Summer is over. It’s funny, I always think summer will be restful and fun and relaxing. It isn’t. It never is. It just keeps getting worse and worse. I mean, I ended up in a mommy and me swimming class. Twelve years I managed to avoid that, but X-Man is good at maneuvering me into situations that are brand spanking new.
If I ran the world, I would not have preschool open houses two weeks before school actually begins. Of course, those who run the preschool don’t have preschool aged children and so are unfamiliar with the wailing protestations that come from being told “No school hasn’t started yet.” X-Man is camped out in from of the front door, with his backpack, demanding that I take him to school or summon a bus to take him. He is certain that in my desire to be the world’s cruelest parent I am withholding school from him. Mac and Baby are certain that in my desire to be the world’s cruelest parent, I could withhold school from them, but am not. No one’s happy with my educational choices.

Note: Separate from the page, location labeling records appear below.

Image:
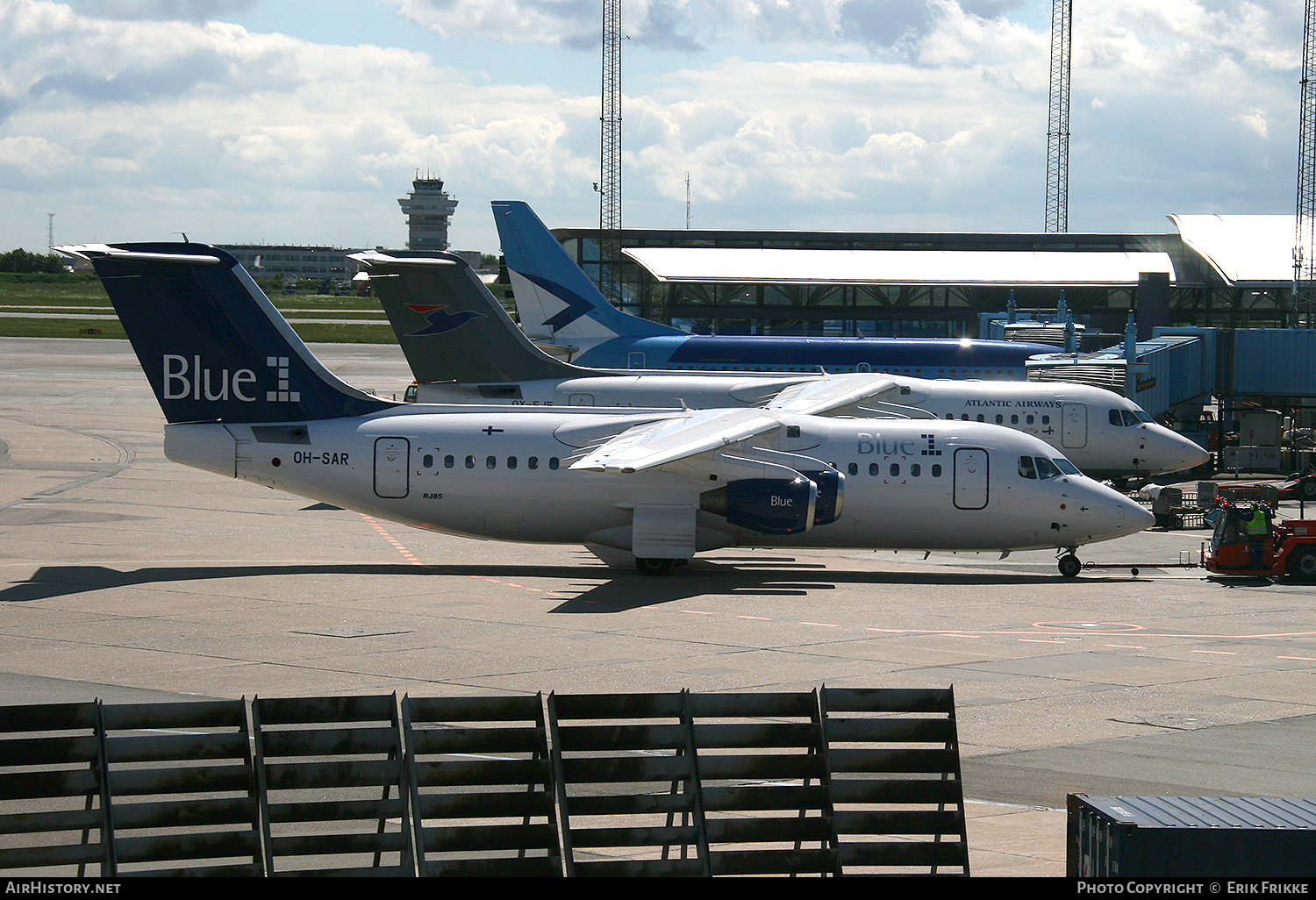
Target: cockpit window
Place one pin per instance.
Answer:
(1126, 418)
(1042, 468)
(1047, 468)
(1066, 466)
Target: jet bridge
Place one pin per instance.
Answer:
(1184, 368)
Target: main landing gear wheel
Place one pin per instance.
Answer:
(654, 566)
(1302, 565)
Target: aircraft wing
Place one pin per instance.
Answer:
(673, 439)
(826, 395)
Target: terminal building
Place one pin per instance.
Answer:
(1213, 271)
(1197, 324)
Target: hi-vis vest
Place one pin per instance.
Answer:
(1257, 523)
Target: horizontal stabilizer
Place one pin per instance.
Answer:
(554, 299)
(449, 325)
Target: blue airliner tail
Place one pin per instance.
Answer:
(211, 342)
(554, 299)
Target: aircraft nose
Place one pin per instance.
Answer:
(1169, 452)
(1103, 515)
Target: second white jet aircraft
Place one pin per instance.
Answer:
(463, 347)
(242, 396)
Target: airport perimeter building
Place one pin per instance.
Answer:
(1215, 271)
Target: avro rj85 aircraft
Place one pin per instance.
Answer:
(561, 308)
(463, 347)
(244, 397)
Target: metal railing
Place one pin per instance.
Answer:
(826, 782)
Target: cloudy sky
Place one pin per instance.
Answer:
(244, 121)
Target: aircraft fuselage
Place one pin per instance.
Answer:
(1102, 433)
(505, 475)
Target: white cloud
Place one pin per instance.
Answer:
(842, 113)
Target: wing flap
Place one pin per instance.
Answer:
(832, 394)
(658, 444)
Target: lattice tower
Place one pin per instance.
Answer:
(1057, 129)
(610, 155)
(1305, 242)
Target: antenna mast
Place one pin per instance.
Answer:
(1305, 242)
(1057, 129)
(610, 157)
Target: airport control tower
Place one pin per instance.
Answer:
(428, 210)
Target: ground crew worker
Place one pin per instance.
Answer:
(1258, 528)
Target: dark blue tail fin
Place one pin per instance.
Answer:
(554, 297)
(211, 342)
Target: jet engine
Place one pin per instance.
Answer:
(831, 484)
(769, 505)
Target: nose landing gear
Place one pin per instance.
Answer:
(1069, 563)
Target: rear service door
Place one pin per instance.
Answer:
(970, 478)
(392, 461)
(1073, 425)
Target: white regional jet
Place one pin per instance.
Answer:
(463, 347)
(244, 397)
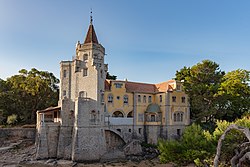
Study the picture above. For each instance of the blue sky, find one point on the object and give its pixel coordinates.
(145, 41)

X-Man is my only summer birthday. In full keeping with X-Man’s approach to life, he chose to usurp my birthday. Which, as it was an early thirties birthday, I was fine to stop tracking. So X-Man turned four. He was exztremely pleased to have made it to this age. Partly as he has lived with me and occainsionally doubted that he would make that far. I love the birthdays for little kids, who are just old enough to appreciate what is happening. X-Man was able to be very generous and understanding that he was receiving all the marvelous gifts and Cinco was not pleased with the situation. He gallantly tried to share his loot, but drew the line at Cinco grabbing them while yelling “MINE” and trying to hide them under her bed. Cinco was convinced that X-Man having a birthday while she did not, and no she did not accept the explanation that her birthday had already passed, determined that I was determined to be the world’s cruelest parent. The fact that I removed her from the counter she had climbed on in an attempt to scrap frosting off of X-Man’s birthday cake only reinforced this notion.
X-Man basked in the glory of his birth. His Nana gave him a birthday card that he was completely enamored with. He refused any attempts to read it to him. Rather he held it tightly and announced “Happy Birfday! FOUR!” So far he was right. He flipped open the card an proceeded to read it “letters letters letters letters” slammed it shut and proceeded to shred the paper off his gift. He ended the day sleeping in his bed, on piles of duplos and legos.
Cinco emerged from her bedroom the next morning and bellowed “Happy birfday!!!! Mine birfday.”